Fingrid currently has a total of around 600 kilometres of new transmission lines in the general planning stage. The projects will proceed to the construction stage within the next few years. Finland’s electricity consumption is concentrated in the south, where electricity production is insufficient with regard to consumption. In future, increasing amounts of electricity will be produced in northern Finland and northern Sweden, and this electricity must be transmitted to the south for use by industry and consumers. This requires strong transmission connections between the north and the south. 

  • Planning of the transmission line between Oulu and Petäjävesi, named ‘Forest Line’, has begun. This is a 310-kilometres long 400-kilovolt transmission line. Construction of the ‘Forest Line’ will start in autumn of 2019, and it is expected to be completed by the end of 2022. 
  • The grid reinforcing measures in North Karelia are in the general planning stage. The three-stage project will provide a total of 112 kilometres of transmission lines. A new substation will be built in Pamilo, and the Kontiolahti and Uimaharju substations will be updated. The project is due for completion in 2022.

  • The grid around the Oulujoki river, built in the 1950s, is under modernisation. The grid upgrade will start with the modernisation of two substations and the expansion of one substation, and with the construction of new transmission lines between Pyhänselkä and Nuojuakangas. The local electricity production mainly consists of hydropower, while also new wind power projects are being planned in addition to the existing wind power production. The first stage, to be completed in 2020–2022, will include the construction of the transmission line section between the Pyhänselkä substation, in Muhos, and the Nuojua substation, in Vaala. The Pyhänselkä substation will be expanded, and the Nuojua and Utanen substations will be modernised. A new, around 45-kilometre-long transmission line will be built between Pyhänselkä and Nuojua. 

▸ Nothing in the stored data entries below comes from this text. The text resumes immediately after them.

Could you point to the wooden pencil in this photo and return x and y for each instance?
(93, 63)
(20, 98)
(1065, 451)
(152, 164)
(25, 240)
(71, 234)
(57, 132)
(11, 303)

  • The first substation of the main grid, in Imatra, is an important component of the grid in South Karelia. The substation serves the local hydropower plants and industries, and is the starting point of a cross-border transmission connection to Russia. The modernisation of the Imatra substation, originally built in 1929, will be completed in 2020. 

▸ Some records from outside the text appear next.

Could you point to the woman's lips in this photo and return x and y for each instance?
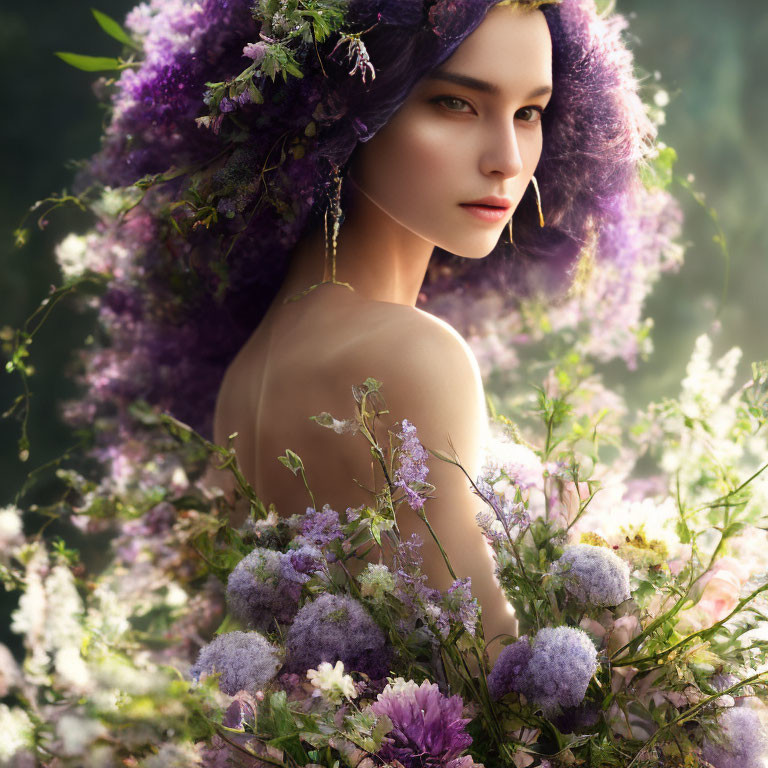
(486, 212)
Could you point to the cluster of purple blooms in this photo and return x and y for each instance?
(428, 728)
(412, 468)
(245, 661)
(337, 627)
(553, 671)
(593, 575)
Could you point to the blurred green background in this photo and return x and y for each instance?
(711, 55)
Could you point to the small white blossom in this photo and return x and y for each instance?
(16, 733)
(71, 255)
(331, 682)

  • The planning of Fingrid’s first digital substation pilot project, at the Pernoonkoski substation, close to Kotka, has been started. The aim is to create a digitalised substation that is compact, safe, environmentally sustainable, remote controlled and provides cost effectiveness both in terms of capex and operational costs.

  • In order to secure the Helsinki region’s electricity supply, the City of Helsinki, the region’s distribution network company Helen Sähköverkko and Fingrid are jointly planning an infrastructure project to serve the Helsinki region’s electricity supply and facilitate land use. Fingrid is preparing to build a new 400-kilovolt cable link from Länsisalmi to Viikinmäki, with plans to have it up and running as soon as the mid 2020s.

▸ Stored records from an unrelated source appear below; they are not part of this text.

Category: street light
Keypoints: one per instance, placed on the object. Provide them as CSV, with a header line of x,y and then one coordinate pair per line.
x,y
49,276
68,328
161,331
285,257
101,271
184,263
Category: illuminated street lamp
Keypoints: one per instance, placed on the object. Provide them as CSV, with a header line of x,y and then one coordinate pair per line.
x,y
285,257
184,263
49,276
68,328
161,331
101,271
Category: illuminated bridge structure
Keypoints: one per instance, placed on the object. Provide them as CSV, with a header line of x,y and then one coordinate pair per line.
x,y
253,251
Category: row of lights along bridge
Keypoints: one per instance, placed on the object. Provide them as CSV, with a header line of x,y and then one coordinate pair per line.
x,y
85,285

One of Fingrid’s long-term goals is to improve the safety culture at work sites and in this way achieve its zero accident objective. In 2018, Fingrid’s own personnel had no workplace accidents resulting in absence from work (2). A total of 4 (9) lost-time accidents were recorded among Fingrid’s service providers. None of the lost-time accidents resulted in an absence of more than 30 days. The suppliers’ and Fingrid’s combined accident frequency rate decreased significantly from the previous year, to 3.2 (8.5).